Dharavi halkı, aslen Mumbai’nin balıkçılarıymış. Yani birkaç yüz yıldır burada yaşayanlar var. Zannetmeyin ki fukaralık sadece Dharavi’yle kısıtlı. Hayır, şehrin en merkezi yerinde bile akşam 22’den sonra kartonu sokağa serip, battaniyeye sarınıp uyuyan aileler rastlayabilirsiniz. Sadece erkekler değil, bebeğiyle sokakta uyuyan çok kadın gördüm.
1920 yılında tamamlanan Hindistan Kapısı (Gateway of India), İngiliz Raj döneminin çarpıcı bir sembolü.
Mumbai’de Gandhi Müzesi’nden başka görülecek, gezilecek yerler şöyle:
1- HİNDİSTAN KAPISI: Mumbai’nin en bilinen anıtı Hindistan Kapısı (Gateway of India). Kral 5. George ve Kraliçe Mary’nin ziyaretini onurlandırmak için 1920’de tamamlanan bu devasa kapı, İngiliz Raj döneminin çarpıcı bir sembolü.
2- EN BÜYÜK ÇAMAŞIRHANE: Dhobi Gat, insan gücüyle çalışan dünyanın en büyük çamaşırhanesi. Mumbai’nin her yerinden gelen kirli çamaşırlar burada, elde yıkanır.
3- SANATIN KALBİ: Kala Ghoda bölgesi, önemli müze ve sanat galerilerinin merkezi. Galler Prensi Müzesi’ndeki eserler, kesinlikle görmeye değer.
4- HACI ALİ CAMİİ: 1431’de Hacı Ali Şah Bukhari’nin yaptırdığı cami, aynı zamanda mezarı. Cami okyanusun ortasında!
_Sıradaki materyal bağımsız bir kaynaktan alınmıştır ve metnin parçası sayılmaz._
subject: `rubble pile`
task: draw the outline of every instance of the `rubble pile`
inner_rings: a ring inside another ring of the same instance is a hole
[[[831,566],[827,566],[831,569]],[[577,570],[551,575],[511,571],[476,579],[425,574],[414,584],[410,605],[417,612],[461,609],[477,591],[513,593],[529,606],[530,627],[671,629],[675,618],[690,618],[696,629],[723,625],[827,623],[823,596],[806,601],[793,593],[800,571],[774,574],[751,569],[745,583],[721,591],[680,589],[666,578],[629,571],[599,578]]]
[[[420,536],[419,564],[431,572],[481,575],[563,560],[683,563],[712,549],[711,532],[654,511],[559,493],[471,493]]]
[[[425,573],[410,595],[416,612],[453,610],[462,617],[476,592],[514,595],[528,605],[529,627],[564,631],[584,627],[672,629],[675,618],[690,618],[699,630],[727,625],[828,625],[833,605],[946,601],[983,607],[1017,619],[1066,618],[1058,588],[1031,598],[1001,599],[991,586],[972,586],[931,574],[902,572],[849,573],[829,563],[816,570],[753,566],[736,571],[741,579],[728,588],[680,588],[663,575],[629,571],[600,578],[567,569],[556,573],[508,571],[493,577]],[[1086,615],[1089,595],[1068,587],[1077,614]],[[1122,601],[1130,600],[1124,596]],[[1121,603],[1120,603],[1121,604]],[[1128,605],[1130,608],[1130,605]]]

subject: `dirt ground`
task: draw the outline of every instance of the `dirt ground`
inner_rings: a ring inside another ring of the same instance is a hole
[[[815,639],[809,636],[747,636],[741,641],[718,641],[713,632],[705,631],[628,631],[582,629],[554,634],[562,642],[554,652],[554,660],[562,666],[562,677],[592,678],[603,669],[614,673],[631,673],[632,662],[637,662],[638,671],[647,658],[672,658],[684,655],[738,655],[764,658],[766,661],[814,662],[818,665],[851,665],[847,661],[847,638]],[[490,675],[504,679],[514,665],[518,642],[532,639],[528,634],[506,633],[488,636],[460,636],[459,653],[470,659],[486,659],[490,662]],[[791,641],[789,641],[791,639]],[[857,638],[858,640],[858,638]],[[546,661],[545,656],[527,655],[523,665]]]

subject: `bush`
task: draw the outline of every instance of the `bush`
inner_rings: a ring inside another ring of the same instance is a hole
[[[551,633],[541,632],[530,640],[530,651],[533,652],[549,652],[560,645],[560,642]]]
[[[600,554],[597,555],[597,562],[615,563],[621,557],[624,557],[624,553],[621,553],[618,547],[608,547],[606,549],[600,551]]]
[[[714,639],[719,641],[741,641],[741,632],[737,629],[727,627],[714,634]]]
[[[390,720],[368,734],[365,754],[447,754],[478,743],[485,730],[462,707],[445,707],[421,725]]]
Kuvvetli gel-git nedeniyle ancak günün belli zamanında, daracık bir yoldan gidilebiliyor. Kadınlar caminin içine giremiyor.
5- BOLLYWOOD: Hint sineması değil, Hintçe konuşulan film endüstrisinin adı Bollywood. Günde 18 milyon Hintli sinemaya gidiyor. Altyazısız da olsa Eros Cinema gibi klasik bir sinemada Bollywood filmi seyredilir!
6- TAJ MAHAL PALACE: Taj Mahal’in aslıyla karıştırılmasın, bu beş yıldızlı bir otel. Efsaneye gore Jamsedji Tata, bir İngiliz oteline “Kabul edilmeyince hırs yapıp bu kale gibi şatafatlı oteli yaptırmış.
Otel, 2008’deki bombalarda hedef olan anıtlardan biriydi.
Dünyanın en kalabalık metropollerinden (2005 nüfus sayımına göre 21 milyon) Mumbai için Bollywood’un da merkez üssü denilebilir.